Thursday, May 1, 2014

Who Wins the Prize?




It's that time of the year again, when every independent publisher and author ( who submitted a project) keeps checking for the announcements of the Independent Publisher Award committee.
It must be happening right now… today, or maybe tomorrow… the excitement and anxiety is nearly palpable on twitter.

Twice now, books that I've written were among the winners, in 2012 and 2013, so you can imagine that I'm not expecting to win anything this year. In fact, I don't even know if my publisher Buddhapuss Ink even submitted Song of the Storm. After all, no one wins three times in a row.

But that's not really what I wanted to write about.
Both times, when my books were winners, my publisher told me, "It's all YOUR achievement!
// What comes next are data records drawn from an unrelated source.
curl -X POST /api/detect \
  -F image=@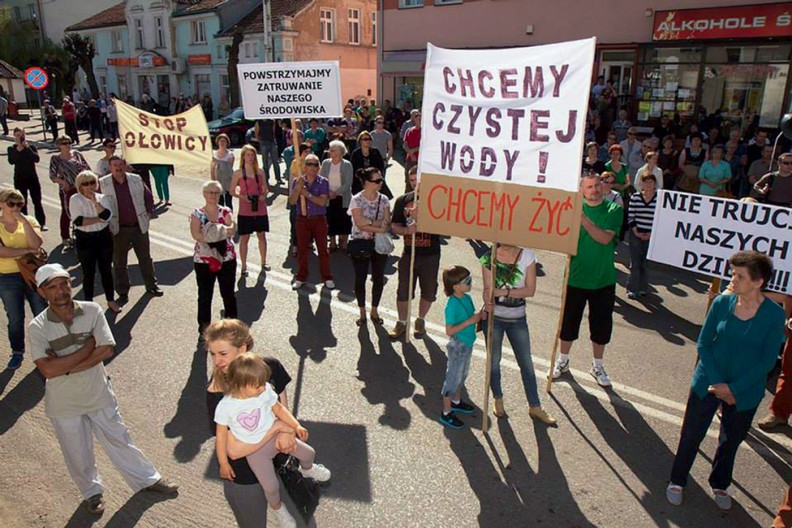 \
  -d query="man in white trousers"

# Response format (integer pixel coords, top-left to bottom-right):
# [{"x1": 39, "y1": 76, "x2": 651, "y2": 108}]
[{"x1": 29, "y1": 264, "x2": 178, "y2": 514}]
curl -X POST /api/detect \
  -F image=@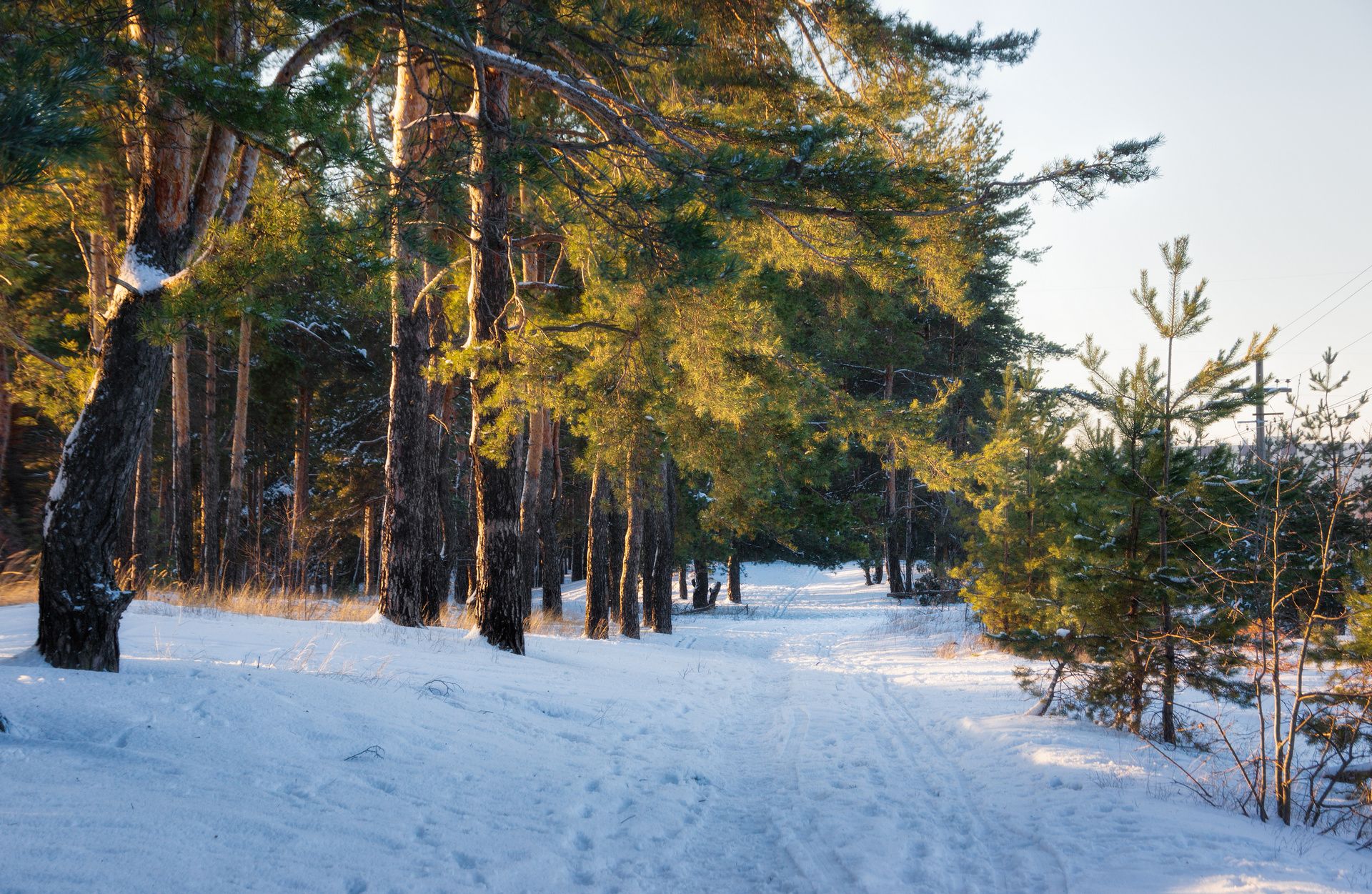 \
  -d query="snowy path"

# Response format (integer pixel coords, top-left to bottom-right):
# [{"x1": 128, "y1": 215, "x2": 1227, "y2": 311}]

YOU wrote the books!"
And every time I replied, "Yes, but they'd never be published if not for you and my editor at Buddhapuss!"
They never accept the credit. And yet, I know I'm right.
If Buddhapuss Ink hadn't literally grabbed my first book, The Distant Shore, out of my hesitant hands, I'd not be an author today, and even less, an award-winning author. They turned a messy, much too long something into an award-winning novel. They designed the cover, they put the book on the market.
And they did the same for my other books, Under the Same Sun and Song of the Storm.

So what I'm trying to say is, those awards, they're not only my achievement.
They are just as much my publisher's achievement. If anyone deserves to put that award certificate on their walls, it's them.
I can hold those two books in my hands and run my fingers over those award stickers on their covers, and I smile, because I know how lucky I am, to have been signed by the publisher who is just right for me.
And today, on the eve of the 2014 Independent Publisher Awards, I want to give a big shoutout to my editor at Buddhapuss Ink, MaryChris Bradley, and say thank you for an amazing and fun time together.
I hope we'll work together for many, many years to come, my dear!